PIŁKA NOŻNA. BETCLIC 2. LIGA
Mimo że Resovia mogła po meczu cieszyć się z upragnionego triumfu, nie rozegrała dobrego spotkania. Rzeszowianie od 18. minuty grali w przewadze po dwóch żółtych kartkach dla Ivana Mihaljevićia. „Pasiaki” grając w przewadze, nie zdołały zepchnąć do obrony drugiego zespołu ŁKS-u, który nieraz groźne atakował biało-czerwonych i potrafił utrzymywać się przy piłce. Na szczęście przyjezdni nie dali się zaskoczyć i sięgnęli po jakże ważne zwycięstwo. Goście otrzymali rzut karny po faulu na Kamilu Mazku. „Jedenastkę” pewnie wykorzystał Bartłomiej Wasiluk.
– Ten mecz pokazał, że nie do końca potrafimy sobie radzić w pewnych momentach z rolą faworyta. Jeżeli się gra jednego zawodnika więcej, trzeba dłużej utrzymać się przy piłce, trzeba przesuwać przeciwnikiem i go zmęczyć. Oddaliśmy za dużo pola rywalowi, który bardzo dobrze to wykorzystywał. Natomiast chwała mojemu zespołowi, że walczył do końca i wywiózł z bardzo trudnego terenu 3 pkt – powiedział Jakub Żukowski, trener Resovii.

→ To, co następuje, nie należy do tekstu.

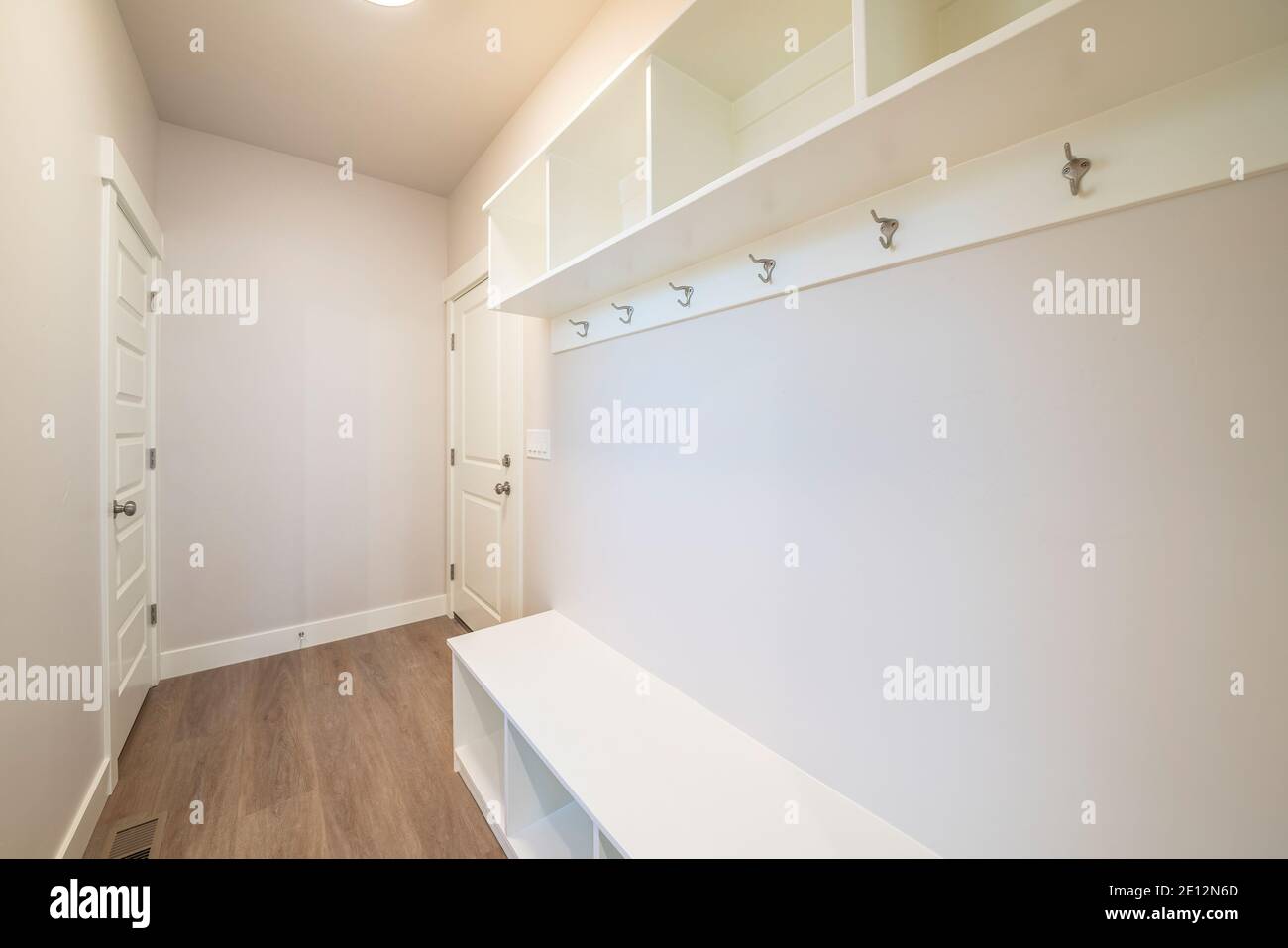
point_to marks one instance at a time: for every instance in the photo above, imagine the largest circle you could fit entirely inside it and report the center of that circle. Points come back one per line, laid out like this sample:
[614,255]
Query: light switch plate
[539,443]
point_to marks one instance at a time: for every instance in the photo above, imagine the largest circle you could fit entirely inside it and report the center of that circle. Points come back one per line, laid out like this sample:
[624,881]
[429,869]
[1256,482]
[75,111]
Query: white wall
[296,523]
[67,75]
[814,428]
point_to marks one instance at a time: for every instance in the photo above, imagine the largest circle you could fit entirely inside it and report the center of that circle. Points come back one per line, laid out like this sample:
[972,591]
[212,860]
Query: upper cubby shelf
[750,116]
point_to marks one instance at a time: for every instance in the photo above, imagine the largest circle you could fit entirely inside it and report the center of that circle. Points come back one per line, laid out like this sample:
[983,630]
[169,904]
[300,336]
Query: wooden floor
[287,767]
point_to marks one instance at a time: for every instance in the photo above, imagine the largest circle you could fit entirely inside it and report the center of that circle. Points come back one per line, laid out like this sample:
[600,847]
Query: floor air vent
[136,839]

ŁKS II ŁÓDŹ – RESOVIA 0-1 (0-1)
0-1 Wasiluk (32. – karny)
ŁKS II: Bobek – Wszołek, Mihaljević, Ślęzak, Majcenić, Kamon (26. Pawłowski), Rozwandowicz, Alastuey (89. Grabowski), Ibe-Torti (75. Saganowski), Sławiński (75. Wzięch), Zając (75. Siwek)
RESOVIA: Tetyk – Pavlas, Bondarenko, Bukhal, Adamski, Eizenchart (86. Bąk), Kanach, Wasiluk, Mazek (46. Zawadzki), Pieniążek (68. Kotecki), Górski.
Sędziował Radosław Trochimiuk (Ciechanów). Żółte kartki: Mihaljević, Rozwandowicz, Ślęzak, Sławiński – Adamski, Buchał, Wasiluk, Tetyk. Czerwona kartka Mihaljević (18. – druga żółta).